After ds arrived I decided not to tell people he was adopted unless I really needed to.
This was based on reading on mumsnett adoption threads from some people (whose opinions I respected) that children who joined families through adoption sometimes resented random people (e.g. friends of their parents) knowing they were adopted.
I think the reasoning also went that because adoption nowadays (as opposed to some years ago) often meant children were removed from birth parents because of issues such as drink/drugs/neglects etc. This meant when children said they had joined their family by adoption it could lead to a lot of questions about birth family which children did not always want to answer/or felt they should not have to answer. Perhaps, especially in their childhood and teens, they really wanted to fit in and be like other kids.
Before we met our little boy I was very open with friends and strangers that we were going through the process of adoption. I am pretty gobby, confident and extrovert so I liked talking! And it was talking about me. Now talking about adoption means talking about ds and I am reluctant to do this.
Now I feel I do not want to tell new people we meet about our son's adoption unless it will be beneficial to him, (doctors/teachers etc). I am amazed some people who have known me very casually for a long time had not realised ds was adopted until I told them (I had assumed they would know!).
OK, on to my question. When meeting new people and they ask any questions that could be hard to answer without saying ds had joined our family by adoption, how do you answer them?

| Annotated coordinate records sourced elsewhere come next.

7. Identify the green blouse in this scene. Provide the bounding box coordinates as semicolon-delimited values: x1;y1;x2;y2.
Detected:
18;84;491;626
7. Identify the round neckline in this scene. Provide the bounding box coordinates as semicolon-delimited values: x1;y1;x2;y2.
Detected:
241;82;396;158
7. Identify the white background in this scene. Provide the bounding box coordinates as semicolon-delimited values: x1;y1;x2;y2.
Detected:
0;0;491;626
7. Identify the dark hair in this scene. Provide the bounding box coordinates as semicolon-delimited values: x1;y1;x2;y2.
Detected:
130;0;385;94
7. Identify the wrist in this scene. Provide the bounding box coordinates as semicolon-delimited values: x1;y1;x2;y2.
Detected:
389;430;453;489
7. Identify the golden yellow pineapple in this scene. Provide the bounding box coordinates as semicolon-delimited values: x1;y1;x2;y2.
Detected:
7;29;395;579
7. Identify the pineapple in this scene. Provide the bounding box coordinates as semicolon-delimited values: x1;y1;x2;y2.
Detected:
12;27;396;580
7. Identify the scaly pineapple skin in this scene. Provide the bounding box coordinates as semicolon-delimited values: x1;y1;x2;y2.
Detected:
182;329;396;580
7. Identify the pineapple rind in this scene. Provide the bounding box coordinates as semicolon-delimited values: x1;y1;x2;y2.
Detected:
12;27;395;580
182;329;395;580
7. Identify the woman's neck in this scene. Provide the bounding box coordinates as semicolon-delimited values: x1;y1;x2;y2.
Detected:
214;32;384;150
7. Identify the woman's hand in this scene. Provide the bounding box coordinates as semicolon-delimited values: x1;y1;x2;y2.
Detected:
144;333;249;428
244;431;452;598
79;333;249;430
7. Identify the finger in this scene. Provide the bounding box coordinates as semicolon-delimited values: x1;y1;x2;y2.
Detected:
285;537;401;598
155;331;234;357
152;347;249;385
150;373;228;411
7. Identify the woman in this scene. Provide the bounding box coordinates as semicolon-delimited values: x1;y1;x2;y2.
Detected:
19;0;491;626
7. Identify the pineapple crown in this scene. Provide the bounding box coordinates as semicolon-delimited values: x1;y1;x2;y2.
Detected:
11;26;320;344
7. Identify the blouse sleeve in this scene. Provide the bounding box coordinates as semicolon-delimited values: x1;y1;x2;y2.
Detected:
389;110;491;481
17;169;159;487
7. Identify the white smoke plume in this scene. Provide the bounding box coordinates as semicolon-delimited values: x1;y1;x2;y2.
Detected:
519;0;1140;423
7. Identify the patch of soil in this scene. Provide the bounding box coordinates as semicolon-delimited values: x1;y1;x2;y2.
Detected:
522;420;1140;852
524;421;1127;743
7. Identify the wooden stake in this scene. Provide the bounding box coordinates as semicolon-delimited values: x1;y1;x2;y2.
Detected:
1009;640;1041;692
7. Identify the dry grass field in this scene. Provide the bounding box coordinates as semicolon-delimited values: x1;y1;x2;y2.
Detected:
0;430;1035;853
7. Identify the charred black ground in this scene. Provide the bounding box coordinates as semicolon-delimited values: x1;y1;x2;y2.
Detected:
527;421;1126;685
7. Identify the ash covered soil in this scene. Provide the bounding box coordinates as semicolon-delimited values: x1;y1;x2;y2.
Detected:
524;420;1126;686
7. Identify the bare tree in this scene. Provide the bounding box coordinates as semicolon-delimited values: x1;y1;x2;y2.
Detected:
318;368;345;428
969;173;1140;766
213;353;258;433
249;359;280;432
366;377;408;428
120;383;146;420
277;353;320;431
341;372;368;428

What kind of questions are impossible to answer?
I racked my brain and all I could think of was questions about the birth or ds's habits as a baby or perhaps stuff like 'who does he look like in the family?
EG I could honestly say I think ds looks like his mum and mean me or his birth mum, although he does not look very like me! I could even say the same for dad! Both of them! To some extent! I guess I am worried I will be 'caught out' and people will be bothered thinking that I have misled them.
Just looking for ways to avoid or deflect!
Thanks. 
PS - to those who have chosen to tell anyone anything, I am not criticising anyone, just saying how I have chosen to handle things. If and when ds chooses to tell people, it will be his choice but I will still guide him as I feel he cannot un-tell people and he is still only 4.